By Matthew M. Young, Attorney
As general counsel for many credit unions, among the most common inquiry I address relates to the law of trusts. Trusts law is a complex area of the law and for those credit unions navigating these waters, the potential for significant legal exposure can result through errors in interpretation of the law or acting inconsistently with certain trust provisions.
Fortunately for credit unions in most states, states’ adoption of the Uniform Trust Code (UTC) has simplified the area of trust law for financial institutions. No longer do you need to obtain and review significant trust documents. In fact, your credit union should not accept a full trust document when opening trust accounts and providing loans to trusts.

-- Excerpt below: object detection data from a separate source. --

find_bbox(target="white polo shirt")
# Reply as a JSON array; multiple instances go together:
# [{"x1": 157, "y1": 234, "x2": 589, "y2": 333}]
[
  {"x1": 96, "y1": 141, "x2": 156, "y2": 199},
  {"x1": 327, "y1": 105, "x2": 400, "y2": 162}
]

Instead, credit unions can and should rely upon a certification of trust; a significantly redacted and more easily interpreted document highlighting key trust terms. In fact, a properly drafted certification of trust can easily fit into one or two pages. The benefit to accepting a certification of trust, in lieu of an entire trust document, is that anyone who, in good faith, accepts a certification of trust can rely upon that certification and shall not be liable for otherwise conflicting facts in the trust.

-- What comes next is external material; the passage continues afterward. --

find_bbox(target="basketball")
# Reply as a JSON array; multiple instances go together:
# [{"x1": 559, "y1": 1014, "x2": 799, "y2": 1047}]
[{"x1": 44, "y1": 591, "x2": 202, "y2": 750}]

In order to accept a certification of trust, it must contain the following terms:
- A statement that the trust exists and the date the trust instrument was executed;
- The identity of the settlor (aka grantor/trustor);
- The identity and address of the currently acting trustee;
- The powers of the trustee;
- The revocability or irrevocability of the trust and the identity of any person holding a power to revoke the trust;
- The authority of co-trustees to sign or otherwise authenticate and whether all or less than all are required in order to exercise powers of the trustee.
- A trustee’s execution or authentication of the certification of trust;
- A certification of trust shall state that the trust has not been revoked, modified, or amended in any manner that would cause the representations contained in the certification of trust to be incorrect.
Each of the elements above must be included for the certification to be valid. By accepting a certification of trust, as outlined above, credit unions not only simplify interpretation relevant to trust law, but minimize legal exposure in doing so.